16回めの観劇 浅草木馬館 劇団美松 特選狂言『山名屋浦里』 ラストショー『雪散華』
この日は先にミニショーがありました。お芝居が短めだからかな。
お芝居のあらすじは、またミニショーと舞踊ショーの写真とともにご紹介していきますね。
お芝居は、特選狂言『山名屋浦里』でした。
ある藩の留守居役として江戸に来た酒井はとにかく真面目で、まっすぐな人。
ほかの藩の留守居役の秋山や田中などが茶屋通いで贅沢に遊び歩いていることが気に入らないが、秋山と田中からは、融通の利かない田舎者と馬鹿にされている。

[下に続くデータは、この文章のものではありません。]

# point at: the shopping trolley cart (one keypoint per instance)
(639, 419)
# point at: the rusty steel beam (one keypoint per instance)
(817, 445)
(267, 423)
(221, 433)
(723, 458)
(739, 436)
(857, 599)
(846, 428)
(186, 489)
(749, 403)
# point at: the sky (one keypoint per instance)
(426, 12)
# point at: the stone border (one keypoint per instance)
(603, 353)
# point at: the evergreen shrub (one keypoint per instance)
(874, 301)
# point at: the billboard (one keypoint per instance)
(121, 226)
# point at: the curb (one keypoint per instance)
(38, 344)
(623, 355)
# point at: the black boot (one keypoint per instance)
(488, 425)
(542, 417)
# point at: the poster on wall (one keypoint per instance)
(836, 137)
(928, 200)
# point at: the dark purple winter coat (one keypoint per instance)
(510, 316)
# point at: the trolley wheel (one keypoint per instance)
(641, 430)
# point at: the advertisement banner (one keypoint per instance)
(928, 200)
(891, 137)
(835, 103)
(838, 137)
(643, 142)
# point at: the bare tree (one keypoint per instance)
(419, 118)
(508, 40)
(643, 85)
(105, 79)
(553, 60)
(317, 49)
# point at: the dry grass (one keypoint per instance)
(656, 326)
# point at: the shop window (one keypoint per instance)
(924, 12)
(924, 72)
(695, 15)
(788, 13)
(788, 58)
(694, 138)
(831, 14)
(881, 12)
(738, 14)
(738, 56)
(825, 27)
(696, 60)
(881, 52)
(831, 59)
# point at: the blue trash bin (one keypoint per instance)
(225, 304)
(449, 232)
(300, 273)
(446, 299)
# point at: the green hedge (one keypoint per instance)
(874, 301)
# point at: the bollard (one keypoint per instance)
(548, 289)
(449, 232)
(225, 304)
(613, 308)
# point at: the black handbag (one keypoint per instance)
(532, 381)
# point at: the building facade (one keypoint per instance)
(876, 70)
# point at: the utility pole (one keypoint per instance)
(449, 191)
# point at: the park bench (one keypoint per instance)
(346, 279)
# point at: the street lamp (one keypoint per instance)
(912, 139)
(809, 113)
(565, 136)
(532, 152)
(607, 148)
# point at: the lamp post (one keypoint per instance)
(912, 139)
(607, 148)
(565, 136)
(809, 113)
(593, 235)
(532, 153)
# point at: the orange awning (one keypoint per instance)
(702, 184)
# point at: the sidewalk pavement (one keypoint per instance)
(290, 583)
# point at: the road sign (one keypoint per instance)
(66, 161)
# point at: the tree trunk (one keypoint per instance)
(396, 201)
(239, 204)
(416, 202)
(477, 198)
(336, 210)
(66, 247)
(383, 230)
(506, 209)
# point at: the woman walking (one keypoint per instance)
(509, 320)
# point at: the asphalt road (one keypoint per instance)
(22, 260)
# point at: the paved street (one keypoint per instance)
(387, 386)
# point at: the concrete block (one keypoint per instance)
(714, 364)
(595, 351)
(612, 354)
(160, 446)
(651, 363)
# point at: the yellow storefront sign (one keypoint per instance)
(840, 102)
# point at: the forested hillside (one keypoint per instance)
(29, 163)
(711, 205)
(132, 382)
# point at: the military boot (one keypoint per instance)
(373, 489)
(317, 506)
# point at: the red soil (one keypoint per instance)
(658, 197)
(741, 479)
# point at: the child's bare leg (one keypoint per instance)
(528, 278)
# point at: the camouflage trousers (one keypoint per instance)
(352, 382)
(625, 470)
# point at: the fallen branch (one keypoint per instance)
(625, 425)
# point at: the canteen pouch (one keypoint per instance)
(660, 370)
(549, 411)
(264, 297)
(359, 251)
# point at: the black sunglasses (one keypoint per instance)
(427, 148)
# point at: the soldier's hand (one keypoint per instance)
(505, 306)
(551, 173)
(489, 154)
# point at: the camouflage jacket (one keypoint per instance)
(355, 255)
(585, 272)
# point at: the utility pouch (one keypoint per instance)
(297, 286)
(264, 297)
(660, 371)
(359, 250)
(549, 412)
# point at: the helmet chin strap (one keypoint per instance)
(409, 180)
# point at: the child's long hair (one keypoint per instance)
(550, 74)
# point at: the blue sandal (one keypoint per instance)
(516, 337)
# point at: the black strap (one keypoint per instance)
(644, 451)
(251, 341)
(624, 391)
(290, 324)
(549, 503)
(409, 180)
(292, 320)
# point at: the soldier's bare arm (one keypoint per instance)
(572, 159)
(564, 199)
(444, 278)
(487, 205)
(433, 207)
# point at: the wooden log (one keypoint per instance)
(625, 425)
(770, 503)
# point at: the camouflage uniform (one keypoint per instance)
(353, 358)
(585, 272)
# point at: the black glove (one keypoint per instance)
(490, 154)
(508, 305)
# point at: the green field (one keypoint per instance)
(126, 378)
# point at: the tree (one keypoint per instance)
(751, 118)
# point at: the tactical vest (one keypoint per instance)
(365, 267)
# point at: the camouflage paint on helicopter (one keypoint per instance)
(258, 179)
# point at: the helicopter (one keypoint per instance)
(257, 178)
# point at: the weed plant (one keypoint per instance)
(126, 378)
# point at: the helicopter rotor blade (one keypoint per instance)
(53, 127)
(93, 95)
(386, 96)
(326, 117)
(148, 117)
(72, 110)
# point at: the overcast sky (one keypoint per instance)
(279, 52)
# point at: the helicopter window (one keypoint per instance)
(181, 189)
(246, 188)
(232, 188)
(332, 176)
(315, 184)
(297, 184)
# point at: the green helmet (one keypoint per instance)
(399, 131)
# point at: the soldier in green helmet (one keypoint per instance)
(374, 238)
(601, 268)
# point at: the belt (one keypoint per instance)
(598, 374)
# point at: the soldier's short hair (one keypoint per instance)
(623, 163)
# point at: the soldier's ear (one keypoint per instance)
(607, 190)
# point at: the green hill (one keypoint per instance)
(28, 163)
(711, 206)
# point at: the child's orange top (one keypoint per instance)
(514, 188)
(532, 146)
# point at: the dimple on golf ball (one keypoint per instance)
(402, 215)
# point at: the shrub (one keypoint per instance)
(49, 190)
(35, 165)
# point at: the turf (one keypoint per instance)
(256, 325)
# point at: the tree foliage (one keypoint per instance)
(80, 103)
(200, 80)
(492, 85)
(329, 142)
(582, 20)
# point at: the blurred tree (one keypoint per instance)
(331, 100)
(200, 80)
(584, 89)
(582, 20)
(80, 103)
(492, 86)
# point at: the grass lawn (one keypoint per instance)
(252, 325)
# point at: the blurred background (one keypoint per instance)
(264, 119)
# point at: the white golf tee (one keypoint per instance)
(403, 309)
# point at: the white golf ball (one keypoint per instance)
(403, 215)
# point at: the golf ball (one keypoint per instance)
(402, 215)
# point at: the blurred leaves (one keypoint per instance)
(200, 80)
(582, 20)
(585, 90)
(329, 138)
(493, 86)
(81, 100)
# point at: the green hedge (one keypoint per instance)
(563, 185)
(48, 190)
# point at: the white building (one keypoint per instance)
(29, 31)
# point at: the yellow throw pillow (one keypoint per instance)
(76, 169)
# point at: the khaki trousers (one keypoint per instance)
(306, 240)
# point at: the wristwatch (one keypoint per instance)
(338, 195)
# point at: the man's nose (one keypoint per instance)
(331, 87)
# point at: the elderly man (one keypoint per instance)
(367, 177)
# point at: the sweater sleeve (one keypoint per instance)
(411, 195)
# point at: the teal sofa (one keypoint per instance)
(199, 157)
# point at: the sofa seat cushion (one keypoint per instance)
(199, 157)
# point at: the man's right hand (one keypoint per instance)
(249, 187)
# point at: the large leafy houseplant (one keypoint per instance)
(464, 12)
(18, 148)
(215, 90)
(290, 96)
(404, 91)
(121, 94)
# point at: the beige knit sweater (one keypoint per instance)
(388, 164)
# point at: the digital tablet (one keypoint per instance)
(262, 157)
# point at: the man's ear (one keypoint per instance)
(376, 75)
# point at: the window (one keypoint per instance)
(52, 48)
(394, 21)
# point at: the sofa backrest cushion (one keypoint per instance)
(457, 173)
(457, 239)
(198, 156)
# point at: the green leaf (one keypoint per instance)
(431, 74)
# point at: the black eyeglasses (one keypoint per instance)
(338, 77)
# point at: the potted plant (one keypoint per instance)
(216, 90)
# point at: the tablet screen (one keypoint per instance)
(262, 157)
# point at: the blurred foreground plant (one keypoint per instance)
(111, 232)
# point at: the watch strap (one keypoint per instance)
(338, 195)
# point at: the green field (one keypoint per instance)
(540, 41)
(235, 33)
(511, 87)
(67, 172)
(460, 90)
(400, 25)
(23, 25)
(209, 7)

酒井に恥を掻かせたい秋山と田中は、次の留守居役の寄り合いには、全員が江戸の妻を連れて来ると言う。江戸の妻とは吉原で贔屓にしている遊女のことだ。
酒井は国もとで待つ妻がいるのに、江戸の妻なんて作るつもりはなかったが、自分を馬鹿にする留守居役たちにどうしても一泡吹かせてやりたかった。
町田と田中が去ったあと、屋形船に乗っていた禿が扇を川に落としてしまったことを知り、酒井は川に落ちかけながらも扇を拾ってやろうとする。
ところが必死に取ろうとするが、なかなか取れず、そこに、いいんですよ、と禿の後ろから声を掛けてきたのが、吉原一の花魁と謳われる、山名屋の浦里だった。酒井はその美しさに驚く。
酒井はどうしても寄り合いに浦里を連れていきたくて、山名屋へ交渉に行く。
山名屋の奉公人にも、主人にも、それは無理な話だと諭されるが、そこに浦里本人が現れて……。
ひねりのないストレートなお話でした。でも、ハッピーエンドにほっこりとして、安心して観ていられるお話でもありました。
もとは落語だそうですが、実話が元になっているけれど、話が単調すぎて落語にはできないと一度は断られたものらしいです。
ただ、ラストの場面でちょっと物足りなさを感じてしまいました。
最後に近寄りがたいほど豪華で美しい花魁道中の浦里が、酒井をお兄さんと呼んでくれるところに感動しなきゃいけないのに、その豪華な衣裳が寄り合いの席でも着ていた衣裳の使い回しだったんですよね。
だから、今ひとつ花魁道中の豪華さも近寄りがたさも感じなくて、感動し損なった気がしました。あそこは、どーんと、浦里はこんなに凄い花魁なんだと見せつけなきゃいけない場面だから、花魁道中まではあの豪華な衣裳を封印しておいたほうが良かったんじゃないかなあ。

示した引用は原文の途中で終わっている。